Much like Taylor enforced his scientific management philosophy, Digno was built with every member of the organization in mind - the advantages of efficient, productive, and focused work benefit the employee and the organization. We believe in the mentality - work smarter, not harder, and with or without an intuitive platform to pave the way, there are efforts and actions that can be taken to promote this throughout the organization.

  1. Be specific when outlining the scope of work for any given task or project. Set clear end dates for completion, and give an estimate of how long various tasks or steps may take within a project. Be there for your employees as a guide and accountability partner if certain tasks or projects are taking longer than necessary. When distractions set in, or there are counterproductive efforts being made, it has the potential to derail the entire team or assignment. It’s incredibly important to keep in mind the very thin line that separates coaching from micromanaging, or even stepping in and doing too much of the work for your team.

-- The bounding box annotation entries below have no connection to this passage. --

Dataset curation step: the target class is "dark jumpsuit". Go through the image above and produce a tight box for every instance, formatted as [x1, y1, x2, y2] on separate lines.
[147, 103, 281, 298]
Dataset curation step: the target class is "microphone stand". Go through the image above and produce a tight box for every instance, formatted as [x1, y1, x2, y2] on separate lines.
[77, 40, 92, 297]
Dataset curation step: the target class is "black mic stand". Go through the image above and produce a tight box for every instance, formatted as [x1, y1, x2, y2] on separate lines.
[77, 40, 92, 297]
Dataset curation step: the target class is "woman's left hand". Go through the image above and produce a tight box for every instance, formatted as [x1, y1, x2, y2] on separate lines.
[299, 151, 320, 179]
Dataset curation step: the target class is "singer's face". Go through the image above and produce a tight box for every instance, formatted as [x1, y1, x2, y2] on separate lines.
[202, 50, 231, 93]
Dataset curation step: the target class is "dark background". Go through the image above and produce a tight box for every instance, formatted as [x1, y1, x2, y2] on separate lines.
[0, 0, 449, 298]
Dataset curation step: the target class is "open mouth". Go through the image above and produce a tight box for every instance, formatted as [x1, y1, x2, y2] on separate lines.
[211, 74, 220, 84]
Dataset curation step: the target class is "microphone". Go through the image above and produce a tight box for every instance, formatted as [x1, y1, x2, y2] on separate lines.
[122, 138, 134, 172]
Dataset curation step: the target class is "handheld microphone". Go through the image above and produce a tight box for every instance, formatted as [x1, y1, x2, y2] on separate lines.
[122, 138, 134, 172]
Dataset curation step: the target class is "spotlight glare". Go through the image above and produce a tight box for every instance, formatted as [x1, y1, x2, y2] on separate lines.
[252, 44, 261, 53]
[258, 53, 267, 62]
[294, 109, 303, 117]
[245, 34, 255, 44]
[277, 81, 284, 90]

  2. Discourage perfection. Perfectionism has proven to be a key factor in burnout, or at the very least, a factor that often sabotages the potential for great work, and burnout continues to result in employees ultimately leaving a job or organization. As a leader, demonstrate vulnerability and be open about the journey towards success as it intertwines with striving for perfection. Encourage mistakes as they relate to taking courageous risks in the workplace, knowing that perfection is not an expectation of your team or employees. A helpful tip: teach your employees to set timers for small tasks to prevent anyone from getting caught up on drafting that perfect email.

Encourage your employees to ask for help and to collaborate with their teammates. This might mean asking the question for them and making necessary introductions within the organization when necessary. If there were easily accessible data to illustrate how much time is wasted trying to complete a task or find an answer independently when someone nearby likely had the answer – it would certainly highlight a consistent internal issue for various organizations. Reinforce that it is not the responsibility of an employee to complete a task entirely alone, and find every opportunity to demonstrate that together is often the way to smarter.